FDA approves Praxbind (idarucizumab) for reversal of the anticoagulant effects of dabigatran- Boehringer Ingelheim
The FDA has granted approval of Praxbind (idarucizumab), from Boehringer Ingelheim, indicated for patients treated with Pradaxa (dabigatran etexilate mesylate), when reversal of the anticoagulant effects of dabigatran is needed for emergency surgery/urgent procedures or in life-threatening or uncontrolled bleeding. This indication is approved under accelerated approval based on a reduction in unbound dabigatran and normalisation of coagulation parameters in healthy volunteers. Continued approval for this indication may be contingent upon the results of an ongoing cohort case series study.

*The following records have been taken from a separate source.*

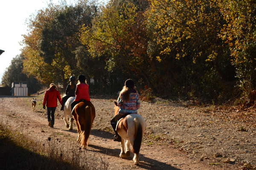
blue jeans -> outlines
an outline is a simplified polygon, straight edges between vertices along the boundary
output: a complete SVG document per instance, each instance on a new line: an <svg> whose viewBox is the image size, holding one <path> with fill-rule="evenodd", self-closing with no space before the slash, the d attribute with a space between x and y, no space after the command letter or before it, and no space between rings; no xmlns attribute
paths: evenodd
<svg viewBox="0 0 256 170"><path fill-rule="evenodd" d="M54 125L54 113L56 110L56 107L47 107L47 118L48 122L52 122L51 125L52 126ZM51 116L52 119L51 120Z"/></svg>

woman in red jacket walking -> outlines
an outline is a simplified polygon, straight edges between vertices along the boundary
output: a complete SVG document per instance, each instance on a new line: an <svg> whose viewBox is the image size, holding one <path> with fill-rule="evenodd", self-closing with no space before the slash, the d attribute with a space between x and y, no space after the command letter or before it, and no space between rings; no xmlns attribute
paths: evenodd
<svg viewBox="0 0 256 170"><path fill-rule="evenodd" d="M56 85L52 83L50 85L50 88L45 92L43 108L45 109L45 104L47 102L47 118L48 119L48 125L53 128L54 125L54 113L57 106L57 99L58 99L61 105L62 105L61 97L60 92L56 89ZM52 119L51 119L51 116Z"/></svg>

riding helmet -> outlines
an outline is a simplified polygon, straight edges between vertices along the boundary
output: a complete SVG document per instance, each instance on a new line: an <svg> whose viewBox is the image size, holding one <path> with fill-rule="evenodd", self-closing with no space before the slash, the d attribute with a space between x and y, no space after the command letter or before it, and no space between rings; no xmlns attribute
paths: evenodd
<svg viewBox="0 0 256 170"><path fill-rule="evenodd" d="M131 79L128 79L125 81L125 85L129 88L132 88L134 86L134 82Z"/></svg>
<svg viewBox="0 0 256 170"><path fill-rule="evenodd" d="M78 80L80 82L85 81L85 76L83 74L79 75L78 76Z"/></svg>
<svg viewBox="0 0 256 170"><path fill-rule="evenodd" d="M76 77L74 76L70 76L70 82L73 80L76 80Z"/></svg>

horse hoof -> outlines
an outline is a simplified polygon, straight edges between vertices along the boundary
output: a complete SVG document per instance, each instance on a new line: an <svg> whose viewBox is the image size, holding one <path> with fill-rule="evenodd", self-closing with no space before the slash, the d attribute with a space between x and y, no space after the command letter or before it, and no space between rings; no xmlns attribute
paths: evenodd
<svg viewBox="0 0 256 170"><path fill-rule="evenodd" d="M134 164L140 164L140 161L135 161L134 162Z"/></svg>
<svg viewBox="0 0 256 170"><path fill-rule="evenodd" d="M131 155L131 152L130 152L130 151L127 151L126 152L125 152L125 156L130 156L130 155Z"/></svg>
<svg viewBox="0 0 256 170"><path fill-rule="evenodd" d="M82 148L83 148L83 149L87 149L87 146L83 145L83 146L82 147Z"/></svg>
<svg viewBox="0 0 256 170"><path fill-rule="evenodd" d="M125 155L124 153L121 153L120 154L120 156L119 156L120 158L125 158Z"/></svg>

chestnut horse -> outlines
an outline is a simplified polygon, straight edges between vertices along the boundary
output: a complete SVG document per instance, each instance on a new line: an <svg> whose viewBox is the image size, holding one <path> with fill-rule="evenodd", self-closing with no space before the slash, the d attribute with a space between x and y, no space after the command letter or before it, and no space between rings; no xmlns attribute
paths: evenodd
<svg viewBox="0 0 256 170"><path fill-rule="evenodd" d="M80 102L74 107L72 115L77 127L78 137L77 141L81 143L83 149L86 149L93 122L95 118L94 106L90 102Z"/></svg>
<svg viewBox="0 0 256 170"><path fill-rule="evenodd" d="M116 115L118 113L119 108L117 107L117 103L116 102L115 105ZM142 137L145 129L145 120L141 116L138 114L129 114L119 121L116 126L116 131L122 138L121 153L119 156L120 158L124 158L125 156L130 156L131 143L133 148L132 152L134 154L133 159L134 164L138 164L140 163L139 153L142 142ZM126 141L125 145L125 140Z"/></svg>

Praxbind was granted Breakthrough Therapy designation, the application received Priority Review and it was approved under an Accelerated Approval Pathway. The application included data from healthy volunteers as well as results from an interim analysis of the RE-VERSE AD trial (NCT02104947). In the studies, the reversal effects of idarucizumab were evident immediately, within minutes after administration of 5 grams of idarucizumab. No procoagulant effect was observed after the administration of idarucizumab. There are serious risks to consider when treating patients with idarucizumab, including warnings and precautions for thromboembolic risk, re-elevation of coagulation parameters, hypersensitivity reactions and risks of serious adverse reactions in patients with hereditary fructose intolerance due to sorbitol excipient. The most frequently reported adverse reactions (at least 5%) in idarucizumab-treated healthy volunteers was headache, and in the Phase III RE-VERSE AD study were hypokalaemia, delirium, constipation, pyrexia and pneumonia.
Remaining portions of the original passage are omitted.